As the audit spread across Wal-Mart’s U.S. operations, the mystery thickened. Stores from Arkansas to Washington began reporting missing signs. They numbered in the hundreds at first, then the thousands. Last month Wal-Mart disclosed that about 15,800 of its exit signs – a stunning 20 per cent of its total inventory – are lost, missing, or otherwise unaccounted for at 4,500 facilities in the United States and Puerto Rico.

Poor housekeeping, certainly, but what’s the big deal?

In a word: radiation.

The signs contain tritium gas, a radioactive form of hydrogen. Tritium glows when it interacts with phosphor particles, a phenomenon that has led to the creation of glow-in-the-dark emergency exit signs.

. . .

And what about exposure from thousands of signs dumped near a source of drinking water, or packed with explosives in the back of a truck that has been driven into a crowded building?

“I’m sure thousands of them would create a credible dirty bomb,” says Norm Rubin, director of nuclear research at Energy Probe in Toronto. “Most experts think the main purpose of a dirty bomb is to cause panic, disruption and expensive cleanup rather than lots of dead bodies. A bunch of tritium, especially if oxidized in an explosion, would probably do that job fine.”

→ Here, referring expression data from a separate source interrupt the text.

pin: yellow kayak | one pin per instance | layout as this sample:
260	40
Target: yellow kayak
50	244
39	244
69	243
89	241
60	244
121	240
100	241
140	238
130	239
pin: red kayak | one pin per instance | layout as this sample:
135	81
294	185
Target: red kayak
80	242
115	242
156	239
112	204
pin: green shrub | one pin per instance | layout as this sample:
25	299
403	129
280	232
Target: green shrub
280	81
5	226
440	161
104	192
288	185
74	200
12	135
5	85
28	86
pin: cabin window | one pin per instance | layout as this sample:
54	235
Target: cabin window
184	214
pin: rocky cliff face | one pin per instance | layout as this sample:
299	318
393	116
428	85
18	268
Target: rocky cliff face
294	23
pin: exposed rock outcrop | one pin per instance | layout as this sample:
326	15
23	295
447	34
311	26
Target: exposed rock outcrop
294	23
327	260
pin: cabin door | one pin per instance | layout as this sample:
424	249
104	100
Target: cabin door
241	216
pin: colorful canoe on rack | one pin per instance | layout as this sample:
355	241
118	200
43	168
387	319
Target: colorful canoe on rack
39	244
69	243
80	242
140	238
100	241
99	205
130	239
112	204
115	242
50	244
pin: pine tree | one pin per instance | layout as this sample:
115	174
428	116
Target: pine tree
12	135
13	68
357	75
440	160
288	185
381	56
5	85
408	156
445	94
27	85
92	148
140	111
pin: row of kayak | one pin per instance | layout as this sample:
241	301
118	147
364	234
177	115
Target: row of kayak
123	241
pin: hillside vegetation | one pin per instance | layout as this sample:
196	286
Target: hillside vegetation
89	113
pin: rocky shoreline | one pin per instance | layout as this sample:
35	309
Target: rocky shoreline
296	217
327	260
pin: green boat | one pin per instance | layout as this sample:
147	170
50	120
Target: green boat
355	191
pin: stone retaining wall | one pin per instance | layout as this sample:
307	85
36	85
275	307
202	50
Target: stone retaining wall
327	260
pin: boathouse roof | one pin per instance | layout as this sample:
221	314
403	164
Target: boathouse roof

ENVIRONMENT: Wal-Mart’s Mysterious Missing Exit Signs: A Tritium Health Risk?

What do Home Depot, the Mormon Church, and the U.S. Coast Guard have in common?

Answer: Radioactivity.

According to the Nuclear Regulatory Commission, the construction retailer, the church denomination, and the guardians of our coastline own hundreds of fluorescent exit signs containing the radioactive gas tritium. So, in fact, do various school districts, retail stores, and federal and state agencies. And if the signs are handled and disposed of improperly, tritium could make its way into our drinking water. The NRC was prompted to step in following Wal-Mart’s recent disclosure that 15,000 tritium exit signs have mysteriously disappeared from its stores nationwide.

On January 16, the NRC sent notices to 61 organizations that own 500 or more tritium signs to check the signs against their records and report any lost or missing signs to the agency. The recipients of the “demand for information” letter include the Department of the Navy, the Smithsonian Institution, the U.S. Postal Service, and the West Point Military Academy, as well as several pharmaceutical, defense, and aviation companies nationwide.

In all, more than two million tritium exit signs are estimated to be in use in the United States. The signs are popular because they do not require electricity and provide emergency light and direction during evacuations.

From 2001 to 2007, Wal-Mart bought 70,000 tritium exit signs to install in its stores and warehouses, according to the NRC. In 2007, after discovering that some signs had disappeared, the company started a nationwide audit of its facilities. The result: a staggering 15,000 signs were lost, missing, or otherwise unaccounted for.

An NRC advisory states that the tritium signs pose “little or no threat to the public health and safety and do not constitute a security risk.” Others are not so sure. “Fifteen thousand missing tritium exit signs at 20 trillion picocuries each means that 300 quadrillion picocuries of tritium could be making its way into people’s drinking water,” warns David Lochbaum, director of the Nuclear Safety Project at the Union of Concerned Scientists. “Or, nearly four million gallons of water could be contaminated above the EPA’s drinking water standards. And what if 15,000 missing tritium exit signs is a low estimate?”